# next stop - the clarinet



## Oskaar (Mar 17, 2011)

*Sang Yoon Kim, Clarinet, Saint-Saens Clarinet Sonata*

*Sang Yoon Kim, First Prize winner of the 2012 Jacques Lancelot International Clarinet Competition, performing at The Colburn School's Zipper Hall, 10/26/12
Vivian Fan, piano.*

Lovely sonata, and I like Kims gentle interpretation

youtube comments

*i am not an expertu but i think the interpret do not maintain the tempo ( I am spanish so i will have writen some ortographic fault)﻿*


----------



## Oskaar (Mar 17, 2011)

*Harald Genzmer. Trio for clarinet, cello and piano*

Very fine performance of an interresting trio, that balanse elegant between the cheerfull and the spooky!

youtube comments

*Some originality here. Also﻿ great playing.*


----------



## Oskaar (Mar 17, 2011)

*Mozart Clarinet Concerto in A major K622 - Julian Bliss.*

Quite good performance from bliss, but the orchestra seem dull and uninspired

youtube comments

*I think the clarinet sounds best when used to play Mozart. Especially this piece

the number of musicians weaving around throughout the piece❤ Can anyone explain the brown appendages on his clarinet and why it's longer than a Bb clarinet? Is it an A clarinet?﻿

That's a big *** clarinet ﻿

Pretty awesome. It sounds so nice and full.﻿

Amazing! I want to play this....I have to play this piece! It was amazing!! Simply amazing!!﻿*


----------



## Oskaar (Mar 17, 2011)

*Han Kim plays C.Nielsen Clarinet Concerto, Op.57*

*Han Kim, age of 17, plays Clarinet Concerto Op.57 by Carl August Nielsen with Changwon philharmonic orchestra conducted by Prof. Chi-yong Jeong at the 25th Korean orchestra festival concert, on Apr.7th. 2013, Seoul Arts Center Concert hall, Seoul, Korea.*

Very exiting and rich concerto, and the performance is brilliant and intensive from Kim as well as the orchestra.
Great sound and video production

youtube comments

*We can tell that he is a great musician because he makes the piece look easy.

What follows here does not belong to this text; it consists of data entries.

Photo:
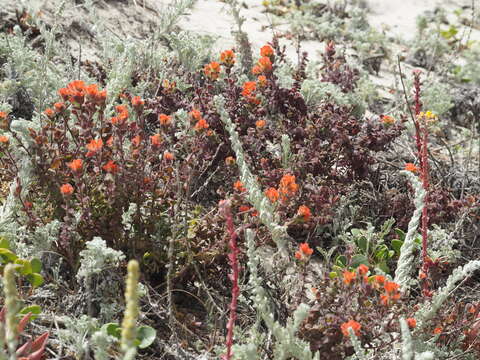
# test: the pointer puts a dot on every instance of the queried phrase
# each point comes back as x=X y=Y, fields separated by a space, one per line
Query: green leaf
x=356 y=232
x=35 y=279
x=7 y=255
x=112 y=329
x=362 y=244
x=341 y=261
x=4 y=243
x=397 y=245
x=34 y=309
x=359 y=259
x=24 y=267
x=36 y=265
x=146 y=335
x=401 y=234
x=384 y=267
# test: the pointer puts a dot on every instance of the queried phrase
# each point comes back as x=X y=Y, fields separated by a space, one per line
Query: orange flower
x=77 y=85
x=265 y=64
x=137 y=102
x=59 y=107
x=272 y=194
x=212 y=70
x=260 y=124
x=411 y=167
x=168 y=156
x=136 y=140
x=156 y=140
x=110 y=167
x=76 y=165
x=230 y=161
x=304 y=212
x=262 y=80
x=387 y=120
x=195 y=114
x=348 y=276
x=384 y=299
x=164 y=119
x=49 y=112
x=411 y=322
x=66 y=189
x=248 y=88
x=305 y=249
x=92 y=91
x=355 y=326
x=239 y=186
x=288 y=187
x=76 y=91
x=65 y=93
x=256 y=70
x=121 y=108
x=243 y=208
x=266 y=50
x=95 y=145
x=201 y=124
x=391 y=287
x=227 y=58
x=363 y=269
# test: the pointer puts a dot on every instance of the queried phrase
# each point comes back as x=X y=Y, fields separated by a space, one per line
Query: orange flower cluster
x=122 y=115
x=212 y=70
x=201 y=123
x=391 y=293
x=230 y=161
x=387 y=119
x=4 y=139
x=227 y=58
x=76 y=91
x=355 y=326
x=137 y=102
x=168 y=156
x=264 y=64
x=262 y=81
x=411 y=167
x=156 y=140
x=94 y=146
x=287 y=187
x=249 y=92
x=59 y=107
x=239 y=186
x=111 y=167
x=304 y=252
x=304 y=212
x=164 y=119
x=66 y=189
x=76 y=165
x=272 y=194
x=260 y=124
x=349 y=276
x=49 y=112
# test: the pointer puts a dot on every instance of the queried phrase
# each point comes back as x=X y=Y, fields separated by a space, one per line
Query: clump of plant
x=95 y=171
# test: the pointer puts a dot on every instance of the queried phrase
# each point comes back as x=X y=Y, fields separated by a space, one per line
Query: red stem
x=233 y=257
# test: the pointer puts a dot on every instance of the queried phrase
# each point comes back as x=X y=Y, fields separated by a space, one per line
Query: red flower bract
x=355 y=326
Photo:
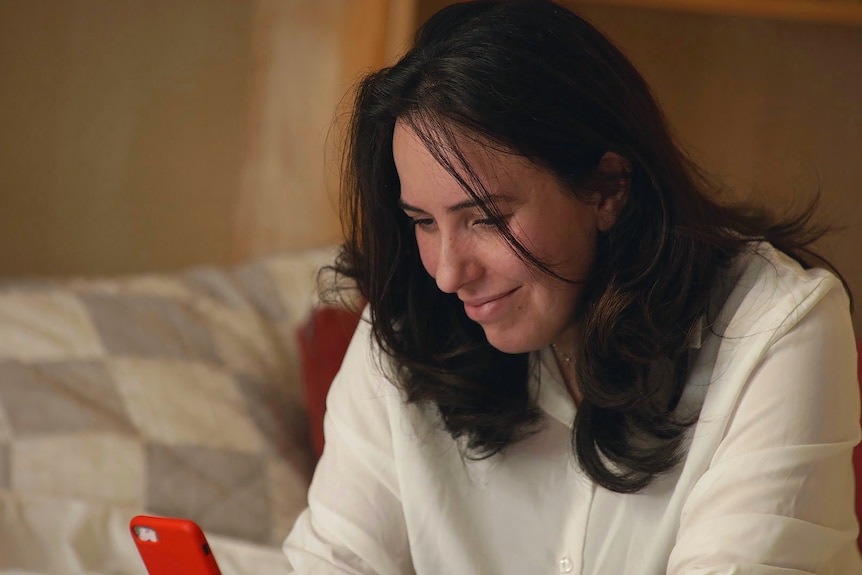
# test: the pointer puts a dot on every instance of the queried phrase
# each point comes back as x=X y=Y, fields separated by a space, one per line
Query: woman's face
x=520 y=308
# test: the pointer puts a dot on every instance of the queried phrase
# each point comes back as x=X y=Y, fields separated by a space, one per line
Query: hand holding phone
x=170 y=546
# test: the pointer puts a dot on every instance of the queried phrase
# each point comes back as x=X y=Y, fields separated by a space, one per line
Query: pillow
x=323 y=341
x=172 y=394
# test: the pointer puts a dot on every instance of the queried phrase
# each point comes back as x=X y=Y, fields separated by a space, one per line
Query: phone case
x=170 y=546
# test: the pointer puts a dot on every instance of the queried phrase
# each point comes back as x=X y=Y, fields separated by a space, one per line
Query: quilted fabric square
x=173 y=394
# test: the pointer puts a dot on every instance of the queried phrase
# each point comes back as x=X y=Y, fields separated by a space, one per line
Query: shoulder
x=769 y=293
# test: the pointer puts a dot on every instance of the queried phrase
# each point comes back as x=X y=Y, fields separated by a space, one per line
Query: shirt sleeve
x=778 y=495
x=354 y=523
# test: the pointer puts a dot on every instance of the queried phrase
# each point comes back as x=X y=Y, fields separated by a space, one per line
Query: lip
x=487 y=308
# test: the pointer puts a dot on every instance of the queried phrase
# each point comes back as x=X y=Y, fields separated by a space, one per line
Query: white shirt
x=766 y=486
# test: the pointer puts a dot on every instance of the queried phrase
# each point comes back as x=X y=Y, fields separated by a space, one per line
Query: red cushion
x=323 y=341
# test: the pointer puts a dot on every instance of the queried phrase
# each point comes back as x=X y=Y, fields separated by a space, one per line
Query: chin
x=506 y=343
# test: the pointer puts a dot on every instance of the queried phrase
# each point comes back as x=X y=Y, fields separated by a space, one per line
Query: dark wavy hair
x=532 y=78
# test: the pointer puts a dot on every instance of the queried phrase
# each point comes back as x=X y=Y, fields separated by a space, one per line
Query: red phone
x=170 y=546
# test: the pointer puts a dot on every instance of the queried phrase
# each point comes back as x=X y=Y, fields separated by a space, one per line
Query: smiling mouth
x=487 y=308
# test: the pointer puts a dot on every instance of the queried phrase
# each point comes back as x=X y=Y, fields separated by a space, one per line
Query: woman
x=575 y=358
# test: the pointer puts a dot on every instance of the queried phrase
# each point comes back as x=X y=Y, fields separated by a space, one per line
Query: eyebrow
x=465 y=205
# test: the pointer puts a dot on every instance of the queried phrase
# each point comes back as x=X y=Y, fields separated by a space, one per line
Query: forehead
x=434 y=158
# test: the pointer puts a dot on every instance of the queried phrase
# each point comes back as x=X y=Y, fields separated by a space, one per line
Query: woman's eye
x=422 y=222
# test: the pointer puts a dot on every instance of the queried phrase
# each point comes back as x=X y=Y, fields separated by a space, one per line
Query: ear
x=617 y=169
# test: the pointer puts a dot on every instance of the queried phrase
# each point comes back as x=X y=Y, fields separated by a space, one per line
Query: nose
x=455 y=264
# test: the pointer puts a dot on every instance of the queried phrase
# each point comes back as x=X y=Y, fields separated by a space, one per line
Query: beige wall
x=122 y=124
x=147 y=135
x=773 y=107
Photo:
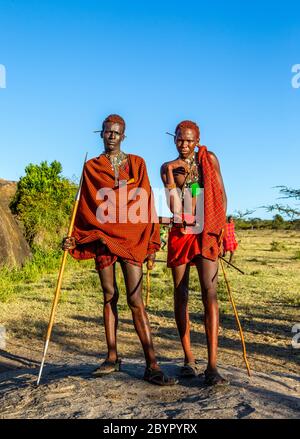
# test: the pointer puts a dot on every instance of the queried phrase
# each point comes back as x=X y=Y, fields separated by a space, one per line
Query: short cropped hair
x=114 y=118
x=188 y=124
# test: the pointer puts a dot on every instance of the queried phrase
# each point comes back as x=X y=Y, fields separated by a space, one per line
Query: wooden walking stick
x=60 y=276
x=149 y=268
x=236 y=318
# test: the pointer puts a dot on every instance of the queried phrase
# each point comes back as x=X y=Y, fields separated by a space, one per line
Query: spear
x=60 y=276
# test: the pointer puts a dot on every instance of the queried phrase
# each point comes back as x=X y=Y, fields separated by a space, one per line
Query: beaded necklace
x=115 y=162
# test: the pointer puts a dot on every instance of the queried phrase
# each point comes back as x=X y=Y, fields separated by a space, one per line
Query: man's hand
x=150 y=260
x=68 y=243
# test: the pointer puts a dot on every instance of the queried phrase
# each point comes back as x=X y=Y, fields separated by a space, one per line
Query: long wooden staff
x=149 y=268
x=60 y=276
x=236 y=318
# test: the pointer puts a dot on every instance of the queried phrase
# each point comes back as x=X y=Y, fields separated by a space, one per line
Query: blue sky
x=225 y=64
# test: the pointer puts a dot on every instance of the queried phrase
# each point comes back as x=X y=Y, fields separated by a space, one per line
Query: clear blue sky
x=225 y=64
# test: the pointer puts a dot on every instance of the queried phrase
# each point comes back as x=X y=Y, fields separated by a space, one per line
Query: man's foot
x=156 y=376
x=107 y=367
x=189 y=370
x=213 y=378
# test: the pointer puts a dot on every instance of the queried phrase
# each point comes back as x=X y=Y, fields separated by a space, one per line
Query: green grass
x=267 y=298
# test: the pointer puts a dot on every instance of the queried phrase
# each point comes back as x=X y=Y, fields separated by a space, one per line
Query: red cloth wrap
x=229 y=241
x=182 y=248
x=125 y=240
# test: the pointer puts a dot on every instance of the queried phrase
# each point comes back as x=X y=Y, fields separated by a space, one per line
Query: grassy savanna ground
x=267 y=298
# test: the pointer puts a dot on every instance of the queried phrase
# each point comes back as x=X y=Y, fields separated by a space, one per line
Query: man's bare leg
x=181 y=295
x=110 y=312
x=133 y=276
x=208 y=277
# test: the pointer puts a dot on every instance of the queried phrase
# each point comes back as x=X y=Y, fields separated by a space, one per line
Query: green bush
x=43 y=203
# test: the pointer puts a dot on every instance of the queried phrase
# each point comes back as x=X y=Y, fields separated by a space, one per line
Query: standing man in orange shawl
x=187 y=174
x=109 y=230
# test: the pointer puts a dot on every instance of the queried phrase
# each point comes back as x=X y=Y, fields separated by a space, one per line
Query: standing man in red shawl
x=189 y=172
x=229 y=242
x=104 y=231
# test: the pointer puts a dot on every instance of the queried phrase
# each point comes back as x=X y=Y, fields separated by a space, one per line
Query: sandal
x=107 y=367
x=189 y=370
x=215 y=379
x=156 y=376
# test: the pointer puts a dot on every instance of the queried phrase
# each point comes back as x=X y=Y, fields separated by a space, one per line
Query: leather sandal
x=156 y=376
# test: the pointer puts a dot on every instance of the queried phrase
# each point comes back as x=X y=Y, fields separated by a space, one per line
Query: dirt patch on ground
x=68 y=390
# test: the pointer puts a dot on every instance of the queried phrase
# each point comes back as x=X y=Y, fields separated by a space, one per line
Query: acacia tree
x=288 y=193
x=42 y=203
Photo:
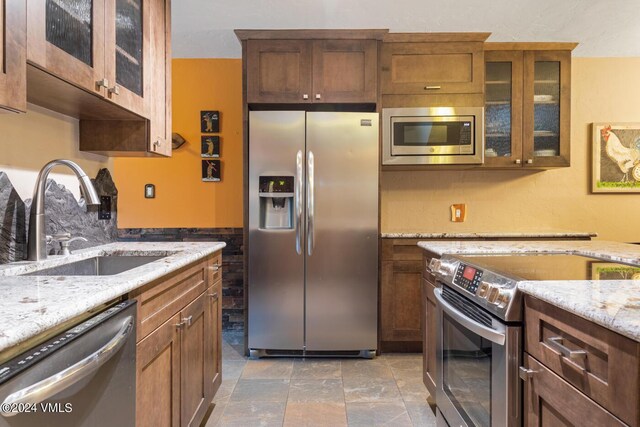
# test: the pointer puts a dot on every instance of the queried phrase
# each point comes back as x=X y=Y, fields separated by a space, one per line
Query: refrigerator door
x=276 y=258
x=342 y=231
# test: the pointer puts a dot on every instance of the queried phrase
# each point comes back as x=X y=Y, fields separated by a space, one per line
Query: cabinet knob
x=102 y=83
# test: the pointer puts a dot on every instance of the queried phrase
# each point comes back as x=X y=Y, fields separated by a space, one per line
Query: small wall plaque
x=210 y=121
x=211 y=170
x=210 y=146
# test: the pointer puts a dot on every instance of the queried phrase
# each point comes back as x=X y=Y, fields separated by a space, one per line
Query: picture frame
x=211 y=171
x=616 y=158
x=209 y=121
x=210 y=146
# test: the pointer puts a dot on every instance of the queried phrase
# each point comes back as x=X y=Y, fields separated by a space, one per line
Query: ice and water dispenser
x=276 y=202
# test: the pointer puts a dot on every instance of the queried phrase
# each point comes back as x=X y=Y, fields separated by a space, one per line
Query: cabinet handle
x=556 y=343
x=102 y=83
x=526 y=374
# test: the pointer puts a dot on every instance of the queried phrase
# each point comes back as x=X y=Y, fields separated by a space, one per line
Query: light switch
x=458 y=212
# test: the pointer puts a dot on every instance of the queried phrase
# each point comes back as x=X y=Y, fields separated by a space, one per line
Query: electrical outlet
x=458 y=212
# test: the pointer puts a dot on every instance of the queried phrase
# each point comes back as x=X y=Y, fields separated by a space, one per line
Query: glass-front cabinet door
x=66 y=39
x=546 y=109
x=126 y=53
x=503 y=108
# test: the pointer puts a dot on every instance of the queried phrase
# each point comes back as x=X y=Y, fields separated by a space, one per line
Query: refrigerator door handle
x=310 y=203
x=298 y=202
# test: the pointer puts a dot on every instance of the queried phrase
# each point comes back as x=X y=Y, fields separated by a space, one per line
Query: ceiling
x=204 y=28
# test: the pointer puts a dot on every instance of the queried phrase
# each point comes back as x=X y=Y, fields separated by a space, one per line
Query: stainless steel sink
x=97 y=266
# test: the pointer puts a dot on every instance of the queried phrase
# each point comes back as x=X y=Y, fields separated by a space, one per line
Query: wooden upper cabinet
x=418 y=64
x=311 y=66
x=13 y=71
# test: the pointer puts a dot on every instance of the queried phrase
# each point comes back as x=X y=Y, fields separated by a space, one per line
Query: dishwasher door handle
x=64 y=379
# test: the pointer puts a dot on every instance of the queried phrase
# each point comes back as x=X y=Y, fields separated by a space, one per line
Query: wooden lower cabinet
x=179 y=362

The part starting at 7:26 kind of has this feel of a train hurtling towards another one, and the music gets faster and more intense as they get closer until.. BAM!﻿

This piece is actually more difficult than it sounds, if that's possible. Kim pulls it off brilliantly. ﻿

THis is the first time I have heard this clarinet concerto. Very nice. I like the orchestration and use of mood changes as Nielsen explores the different timbres of the clarinet. Mr. Han...wow! Excellent performance with so much control! The cadenza at 5:30 was a virtuoso performance!*


----------



## Oskaar (Mar 17, 2011)

*Copland Clarinet Concerto with Eddie Daniels and Roberto Molinelli*

*Part of the Backun Live Series, this video features Eddie Daniels performing the Aaron Copland Clarinet Concerto with Maestro Roberto Molinelli conducting the Orchestra Sinfonica G. Rossini at the Teatro Rossini in Pesaro, Italy on February 17, 2012.*

A kind of raw and unpolished but utterly beautiful interpretation of this marvelous concerto.
A lot of passion and sensitive emphaty from Eddie Daniels and the orchestra as well. And I just LOVE the jazzy sequences.

youtube comments

*This is not what Copland originally wrote. Daniels adds a lot of improv to this, and virtually changes the mood of the piece. Listen to Martin Frost or Robert Plane play it, they're much better in my opinion.﻿

Refreshing, Eddie! Thank you.﻿

Look , I love Eddie Daniels same as anybody else does, but I think he totally perverted the nature of this piece. It wasn't an interpretation, it was an emanation. It was hard to listen to
and at times, it was just too far astray from what was Copland's.﻿

The orchestra members' expressions are priceless.﻿

What a genius. I imagine Copland would have loved it.﻿*


----------